The areas where the film falls down are in its writing, its music and its climax. Elizabeth: The Golden Age was written by Michael Hirst, the same screenwriter who wrote Elizabeth. Nine years ago, Hirst was nominated for a screen writing award by the British Academy of Film and Television for his work on that movie. In comparison, the writing in Elizabeth: The Golden Age is somewhat lacking.
The main thrust of the plot centers around the interactions between Elizabeth, Raleigh and her favourite lady-in-waiting, Bess. Raleigh is immediately smitten with Elizabeth and as he is constantly petitioning her to grant his new colony of Virginia a royal charter, their paths cross often. As result, she becomes interested in him and begins to pursue a relationship. However, as she can only marry a person of noble descent, anything more than friendship is out of the question. She is also curious to learn more about Raleigh and instructs Bess to talk to him. Raleigh befriends Bess, seeing her as a way to become more intimately involved with Elizabeth and in the process, fathers her child. It is here that the somewhat lackluster writing becomes evident.
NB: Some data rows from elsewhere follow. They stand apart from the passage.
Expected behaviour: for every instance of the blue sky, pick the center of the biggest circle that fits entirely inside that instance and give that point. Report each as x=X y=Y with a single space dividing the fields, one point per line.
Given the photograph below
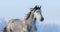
x=19 y=8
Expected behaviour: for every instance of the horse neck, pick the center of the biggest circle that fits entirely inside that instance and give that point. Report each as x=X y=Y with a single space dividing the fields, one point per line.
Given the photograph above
x=30 y=20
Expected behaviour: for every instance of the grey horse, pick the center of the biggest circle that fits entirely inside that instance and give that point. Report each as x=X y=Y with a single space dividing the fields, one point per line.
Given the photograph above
x=26 y=25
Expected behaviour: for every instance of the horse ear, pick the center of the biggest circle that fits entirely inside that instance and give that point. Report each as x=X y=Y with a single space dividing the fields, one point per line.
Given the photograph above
x=40 y=6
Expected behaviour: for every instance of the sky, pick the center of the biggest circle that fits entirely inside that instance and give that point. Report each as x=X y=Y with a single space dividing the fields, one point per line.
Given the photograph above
x=19 y=8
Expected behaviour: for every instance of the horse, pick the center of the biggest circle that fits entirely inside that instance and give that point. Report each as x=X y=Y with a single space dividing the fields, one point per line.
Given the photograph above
x=26 y=25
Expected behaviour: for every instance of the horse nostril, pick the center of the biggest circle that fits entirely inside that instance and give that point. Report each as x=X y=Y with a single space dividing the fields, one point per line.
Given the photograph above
x=42 y=19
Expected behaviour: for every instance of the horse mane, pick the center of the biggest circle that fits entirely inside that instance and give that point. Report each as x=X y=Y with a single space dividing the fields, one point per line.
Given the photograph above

In the royal courts of sixteenth century Europe, it was a common practice for ladies-in-waiting to seek the permission of their queen before becoming romantically involved with a man or before having a child. By this point in movie, Elizabeth has developed romantic feelings for Raleigh and berates Bess for becoming pregnant. The problem is that this scene, which should be a dramatic moment, feels hollow and somehow flat. The viewer is left with no sympathy for either Bess, who suddenly finds herself in a difficult situation made worse by the fact that her secret has come out into the open on the eve of battle with the Spanish Armada, or Elizabeth who finds that not only has one of her ladies disobeyed her, but stolen the man that she is coming to love. The viewer is meant to think that this is a tragic moment for Elizabeth, but Hirst does not really manage to convey that feeling if this is intended to be the case.
The music in Elizabeth: The Golden Age also misses some notes. For much of the movie, the music is a standard orchestral film score which is beautiful to listen to and gives the film an epic feel. Yet, the music written for the sea battle at the end of the movie is different. It has much more modern feel and sounds very discordant, not only in terms of the orchestral arrangement, but also in terms of how it fits with the rest of the movie’s music.
The final slightly sour note in Elizabeth: The Golden Age has to do with the movie’s climactic sea battle between the English navy and the Spanish Armada. The sea battle had strong visual appeal, often taking on the feel of a painting with its brooding clouds, storm tossed waves and battered ships. However, the battle itself felt skimmed over, to the detriment of the movie as a whole. The defeat of the Spanish Armada is generally recognized as one of the shining moments in the reign of Elizabeth I and contributed to her image as a defender of Protestantism in Europe. It seems odd, therefore, that the English victory over the Spanish would not receive more screen time than it actually did. However, in this age of director’s cut DVDs and limited edition boxed sets, it is possible that this will be corrected at some point in the future.
Over all, Elizabeth: The Golden Age is an imperfect, but well executed historical drama with touches of political intrigue, romance and high seas adventure. Blanchett, Rush and Owen deliver strong performances in a beautifully shot and edited film. Oscar recognition in one form or another seems to be a safe bet.